Through public opinion polling the positions at JSU have become more clear. On a scale of 1-10 respondents rated their self-perceived knowledge on the conflict and how worried they are about it.

On the first question a 61.8% majority rated their knowledge in the 7-9 range meaning they know a great deal about the issue. Another 67.7% majority have a level of worry in the 6-8 range, or have moderate to serious worries about the conflict and its results.

In terms of involvement 52.9% of respondents believe the U.S. should get involved on the side of Ukraine while a solid plurality of 44.1% wish for us simply to abstain.

However, this position of neutrality seems to shrink as an astounding 73.5% of those surveyed are willing to pay more on goods, like gas, in order to help the fight against Russia.

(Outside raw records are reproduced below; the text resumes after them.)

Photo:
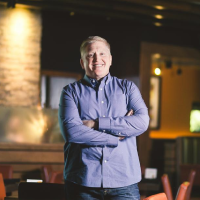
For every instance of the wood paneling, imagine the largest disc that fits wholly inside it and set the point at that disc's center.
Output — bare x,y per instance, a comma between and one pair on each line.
27,159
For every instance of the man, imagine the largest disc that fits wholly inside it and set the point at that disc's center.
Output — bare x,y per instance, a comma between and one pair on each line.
100,117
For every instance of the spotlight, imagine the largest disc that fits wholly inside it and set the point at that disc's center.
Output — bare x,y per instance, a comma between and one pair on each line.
179,71
11,3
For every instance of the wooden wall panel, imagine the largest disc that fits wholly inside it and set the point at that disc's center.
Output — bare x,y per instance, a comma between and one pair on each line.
27,159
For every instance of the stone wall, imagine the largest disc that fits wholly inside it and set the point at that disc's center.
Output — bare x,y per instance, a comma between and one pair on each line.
20,46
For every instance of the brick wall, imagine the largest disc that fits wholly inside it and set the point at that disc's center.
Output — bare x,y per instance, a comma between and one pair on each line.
20,41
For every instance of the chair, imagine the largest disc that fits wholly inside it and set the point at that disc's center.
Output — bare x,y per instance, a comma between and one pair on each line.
160,196
51,176
46,170
2,188
167,187
182,191
191,181
7,171
40,191
56,177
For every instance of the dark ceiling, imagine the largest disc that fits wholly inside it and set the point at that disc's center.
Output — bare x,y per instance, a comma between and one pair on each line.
168,13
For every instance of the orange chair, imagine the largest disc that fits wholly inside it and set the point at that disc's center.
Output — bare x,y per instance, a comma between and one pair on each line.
6,171
51,176
167,187
2,188
160,196
182,191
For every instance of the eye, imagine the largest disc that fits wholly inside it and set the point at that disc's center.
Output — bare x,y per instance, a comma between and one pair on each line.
90,55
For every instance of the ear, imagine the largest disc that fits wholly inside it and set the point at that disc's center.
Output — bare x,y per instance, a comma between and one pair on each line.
82,63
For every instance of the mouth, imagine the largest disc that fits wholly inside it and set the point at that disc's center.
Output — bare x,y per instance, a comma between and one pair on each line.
98,65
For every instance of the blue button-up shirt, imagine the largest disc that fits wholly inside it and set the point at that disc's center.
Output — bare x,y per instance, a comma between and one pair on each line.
97,158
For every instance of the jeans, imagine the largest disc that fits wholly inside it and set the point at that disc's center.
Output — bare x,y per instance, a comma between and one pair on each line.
77,192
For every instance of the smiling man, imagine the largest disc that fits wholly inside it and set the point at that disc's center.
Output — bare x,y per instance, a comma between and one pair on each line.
100,117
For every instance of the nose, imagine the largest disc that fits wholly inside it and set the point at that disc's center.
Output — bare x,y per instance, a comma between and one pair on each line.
96,57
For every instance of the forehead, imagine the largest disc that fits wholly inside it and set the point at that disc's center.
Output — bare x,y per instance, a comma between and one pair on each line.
98,45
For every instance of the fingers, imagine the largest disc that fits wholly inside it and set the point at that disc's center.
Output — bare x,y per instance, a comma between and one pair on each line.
121,138
130,112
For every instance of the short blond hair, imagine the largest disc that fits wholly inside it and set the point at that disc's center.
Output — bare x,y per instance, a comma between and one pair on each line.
90,40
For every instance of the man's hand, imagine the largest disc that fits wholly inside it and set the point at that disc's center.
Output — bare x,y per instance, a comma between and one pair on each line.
130,112
91,123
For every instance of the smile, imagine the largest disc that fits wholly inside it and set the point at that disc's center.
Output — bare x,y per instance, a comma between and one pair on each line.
98,65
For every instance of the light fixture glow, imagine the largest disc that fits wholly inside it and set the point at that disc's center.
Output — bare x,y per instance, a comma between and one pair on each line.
159,7
158,16
195,121
156,55
157,24
157,71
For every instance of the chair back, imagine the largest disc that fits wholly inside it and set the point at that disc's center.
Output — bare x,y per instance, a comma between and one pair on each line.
40,191
182,191
6,171
46,171
191,181
160,196
56,177
167,186
2,188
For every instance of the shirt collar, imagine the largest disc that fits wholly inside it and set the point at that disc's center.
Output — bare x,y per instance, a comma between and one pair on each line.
94,83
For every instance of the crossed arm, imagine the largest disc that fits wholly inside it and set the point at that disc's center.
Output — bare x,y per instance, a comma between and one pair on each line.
90,132
95,125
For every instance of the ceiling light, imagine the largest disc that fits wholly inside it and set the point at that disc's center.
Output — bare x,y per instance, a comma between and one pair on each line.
157,24
72,13
157,71
158,16
159,7
156,55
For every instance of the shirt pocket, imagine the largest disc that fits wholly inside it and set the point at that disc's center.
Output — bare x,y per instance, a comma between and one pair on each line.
118,104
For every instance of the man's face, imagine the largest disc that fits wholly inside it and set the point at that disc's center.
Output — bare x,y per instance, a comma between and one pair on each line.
97,60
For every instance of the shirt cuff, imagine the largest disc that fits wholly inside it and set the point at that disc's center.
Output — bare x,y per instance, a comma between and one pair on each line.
104,124
112,141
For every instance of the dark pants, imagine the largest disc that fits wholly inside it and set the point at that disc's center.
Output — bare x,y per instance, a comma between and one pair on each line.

Economic involvement is where most individuals seem to want the U.S. to stop, however as only 29.4% of respondents want the nation directly involved with troops and an even smaller group ,20.6%, were willing to go themselves or let loved ones go. 

A few basic observations can be drawn from this information.

  First, JSU seems to be very attentive to the ongoing situation in Asia.

  Secondly, while many claim to want neutrality the vast majority does seem to support economic actions such as sanctions against Russia.

  These actions will affect the oil supply driving up the cost at the pump, a cost that JSU students are reportedly willing to pay to help Ukraine.

Lastly, very few want an open U.S. war.

The United States has had a history of isolationist tendencies from Washington warning not to get involved in European affairs on his way out of office to a claim of neutrality to both sides at the start of World War 1.

Not everything is about numbers though. Rikardo, a Ukrainian student at JSU, has a family still having to take shelter in the war zone.

He believes the U.S. and other countries should go fight for Ukraine because as he put it ”No one in Ukraine wanted a war. Russia just kept trying to take over Ukrainian territories which Putin still thinks [are] Russia’s territory all the way back since 1991.”

He blames President Biden and world leaders for appearing soft on President Putin and giving him quote “…an opportunity to attack Ukraine because he knew Biden would do nothing but stay and watch. The rest of the world does the same.”

He does however thank his friends at JSU and hopes the university can help show solidarity by lighting up the library with gold and blue, the colors of the Ukrainian Flag.

For now, he and the rest of JSU are watching as the events continue to unfold.